“Yaa I Get It,” the lead single for TSOL, finds Shadrach Kabango asking his listeners to forgive him for rapping about rap because the “the only thing he loves more than rapping is napping.” While rhyming those words has been played out since Edgar Allan Poe did it in “The Raven,” the 29-year-old Ontario native’s third album – TSOL – is actually chock full of more clever couplets and rhymes than you could tweet in a year.

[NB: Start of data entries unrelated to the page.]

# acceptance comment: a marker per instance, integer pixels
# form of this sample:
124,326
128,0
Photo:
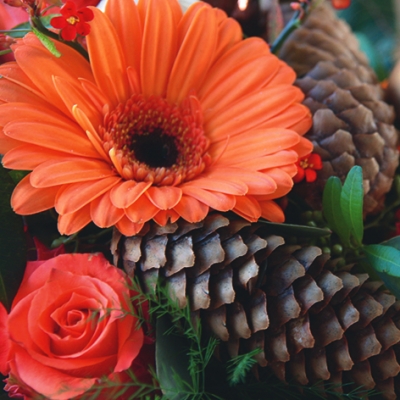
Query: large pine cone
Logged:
312,322
352,125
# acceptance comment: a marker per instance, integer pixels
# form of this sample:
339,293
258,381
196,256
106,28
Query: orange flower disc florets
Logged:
174,115
152,140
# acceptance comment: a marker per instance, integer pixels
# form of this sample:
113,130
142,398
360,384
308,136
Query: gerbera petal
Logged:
72,197
229,33
52,137
249,112
141,210
126,20
108,71
256,182
37,113
164,197
55,172
264,142
173,116
191,210
303,148
215,200
69,66
28,156
159,46
299,119
283,157
127,227
271,211
284,184
237,56
285,74
165,216
99,100
15,86
7,144
240,81
126,193
248,208
74,222
28,200
103,212
217,182
198,48
91,133
72,95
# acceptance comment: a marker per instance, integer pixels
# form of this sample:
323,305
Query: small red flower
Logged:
72,21
340,4
307,167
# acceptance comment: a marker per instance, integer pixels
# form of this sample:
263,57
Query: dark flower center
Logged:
149,139
156,149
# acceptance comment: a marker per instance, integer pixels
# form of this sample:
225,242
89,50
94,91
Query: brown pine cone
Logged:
312,322
352,125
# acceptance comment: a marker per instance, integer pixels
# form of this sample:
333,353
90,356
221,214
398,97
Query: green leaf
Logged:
48,43
386,261
20,30
296,230
393,242
172,360
12,243
351,203
332,210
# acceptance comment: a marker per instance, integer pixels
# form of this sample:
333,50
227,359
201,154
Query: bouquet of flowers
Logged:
195,205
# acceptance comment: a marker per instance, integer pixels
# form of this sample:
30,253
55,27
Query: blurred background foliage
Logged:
376,24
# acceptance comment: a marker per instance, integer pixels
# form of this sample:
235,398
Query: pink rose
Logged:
68,328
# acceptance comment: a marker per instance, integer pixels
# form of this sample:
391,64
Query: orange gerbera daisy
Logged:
174,115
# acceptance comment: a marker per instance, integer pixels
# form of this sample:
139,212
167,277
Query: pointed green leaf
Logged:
351,203
172,360
12,243
331,208
47,42
386,261
295,230
393,242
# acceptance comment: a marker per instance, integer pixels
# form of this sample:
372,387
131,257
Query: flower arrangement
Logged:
180,219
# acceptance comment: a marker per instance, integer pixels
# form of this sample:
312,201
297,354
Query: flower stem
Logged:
37,23
292,25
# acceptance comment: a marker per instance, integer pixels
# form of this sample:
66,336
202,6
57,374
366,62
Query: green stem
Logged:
37,23
9,31
292,25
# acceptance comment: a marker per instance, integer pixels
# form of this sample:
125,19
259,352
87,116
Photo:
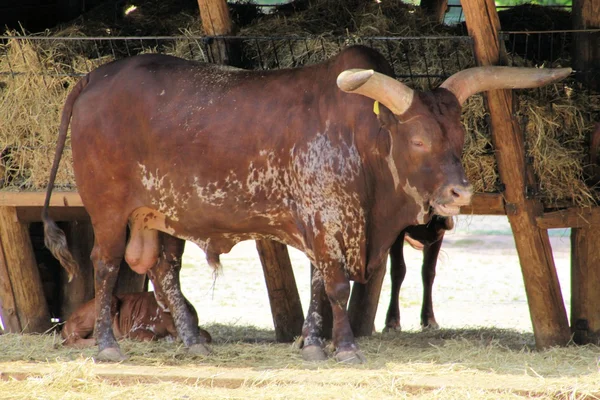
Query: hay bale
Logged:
556,124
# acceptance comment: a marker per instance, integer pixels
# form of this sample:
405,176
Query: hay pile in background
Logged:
556,123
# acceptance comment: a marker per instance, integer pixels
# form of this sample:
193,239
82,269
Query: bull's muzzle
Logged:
451,198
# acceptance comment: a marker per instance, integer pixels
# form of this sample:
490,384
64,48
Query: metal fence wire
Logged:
422,61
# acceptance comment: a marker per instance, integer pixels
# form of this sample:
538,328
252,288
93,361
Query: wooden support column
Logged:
8,304
283,292
216,21
548,314
585,281
435,8
80,237
23,273
586,46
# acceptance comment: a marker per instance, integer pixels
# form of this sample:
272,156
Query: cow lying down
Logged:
334,159
136,316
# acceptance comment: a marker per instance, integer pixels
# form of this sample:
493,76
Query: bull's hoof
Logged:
313,353
111,354
432,325
199,349
298,343
350,357
388,329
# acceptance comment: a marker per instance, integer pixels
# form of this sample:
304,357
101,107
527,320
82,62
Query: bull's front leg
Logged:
106,273
337,288
397,274
165,276
318,323
430,257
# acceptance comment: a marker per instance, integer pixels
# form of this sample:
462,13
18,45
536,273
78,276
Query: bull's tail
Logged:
54,237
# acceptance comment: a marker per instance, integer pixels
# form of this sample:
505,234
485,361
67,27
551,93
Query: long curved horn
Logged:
393,94
467,82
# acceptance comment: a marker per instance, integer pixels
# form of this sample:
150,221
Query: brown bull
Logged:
427,238
137,316
218,155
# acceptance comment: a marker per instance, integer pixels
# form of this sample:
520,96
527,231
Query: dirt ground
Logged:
478,283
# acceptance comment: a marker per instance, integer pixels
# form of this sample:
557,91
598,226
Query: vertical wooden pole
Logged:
216,21
435,8
31,305
8,306
586,46
585,281
283,292
548,314
362,307
80,237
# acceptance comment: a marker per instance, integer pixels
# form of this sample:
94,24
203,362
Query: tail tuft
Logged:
56,241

Okayplayer had the audacity to declare Kabango – who is better known as Shad – “a far better rapper than Kanye” after listening to his sophomore release, The Old Prince, and this 40-minute collection of well written, super-savvy rhymes is more than enough to prove he’s worth the hype.

The production completely abandons the “basement rapper” vibe his previous two efforts sometimes displayed, and songs like “We, Myself, & I” and “Yaa I Get It” find Shad spitting rhymes with more emotion than he ever has before. The Me & John-produced tracks are legitimate headbangers, and the latter recalls the angry energy of Jay-Z’s “99 Problems.”

“Rose Garden” updates the old, Joe South-penned, country standard, “I Didn’t Promise You a Rose Garden,” and finds Shad managing to name drop Abraham, Issac, Jack Bauer, Glenn Beck, Gandhi, and Adolf Hitler in the span of two verses. Even though hearing him manipulate the English language to rhyme “Jesus” with “hard boobs” on “Listen” is impressive, Shad is most powerful when he lets himself use his skill to reflect on the state of his world.

“At the Same Time” is the album’s most stripped down track, but the lone guitar line and minimal percussion serve the song’s vibe well. It opens with Shad pondering the fact that he hasn’t “laughed and cried at the same time/‘til I heard a church pray for the death of Obama/and wondered if they knew that they shared that prayer with Osama,” and the introspection found on the nearly five-minute track is a welcome foil to the seeming limitless amount of witty lines Shad has tucked away in his arsenal.

In fact the hardest thing about listening to 'TSOL'' is deciding which side of Shad you like best, and that happens to be a very good problem to have.